Second, Not hundred percent accurate matters . What does it mean to not be completely correct? This is because the large model itself is not a very stable system, and it cannot give deterministic answers. The search of large models does not require a 100% correct answer, it requires an answer that is similar to the match. This is what everyone calls semantics. So what is the effect of this semantics? Everyone knows that the OB system can be applied in transaction usage scenarios. It relies on stability and correctness. No transaction can be wrong. In the field of vector retrieval, constraints can be removed. It is not critical at all. As long as we can get a relatively reasonable answer, it will be ok. Therefore, there will be a very large space for optimization behind it. If all databases do not need to be 100% correct, you can imagine that the database can be optimized 10 times or 100 times, and the space is very large. The concept of AI for DB mentioned in the past will be very difficult to apply in traditional databases, but it can work in vector databases and works very well. Use the model to do Auto Tune, the effect is very good, and the loss is very low.

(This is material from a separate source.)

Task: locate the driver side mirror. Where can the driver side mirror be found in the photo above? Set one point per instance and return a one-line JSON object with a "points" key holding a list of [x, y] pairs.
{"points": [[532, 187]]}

Third, computing power requirements . Traditional database bottlenecks may be on IO or the network. Some databases may be on the CPU. For most databases, especially OLTP databases, their bottlenecks are generally not on the CPU. But for vector databases, its bottleneck is in the CPU, or to be more precise, in the memory bandwidth, which means that the challenges it faces are completely different from traditional databases. Therefore, many methods need to be tried, including optimizing bandwidth, optimizing Cache, and heterogeneous computing power. This is also one of the reasons why vector databases can be well combined with GPUs.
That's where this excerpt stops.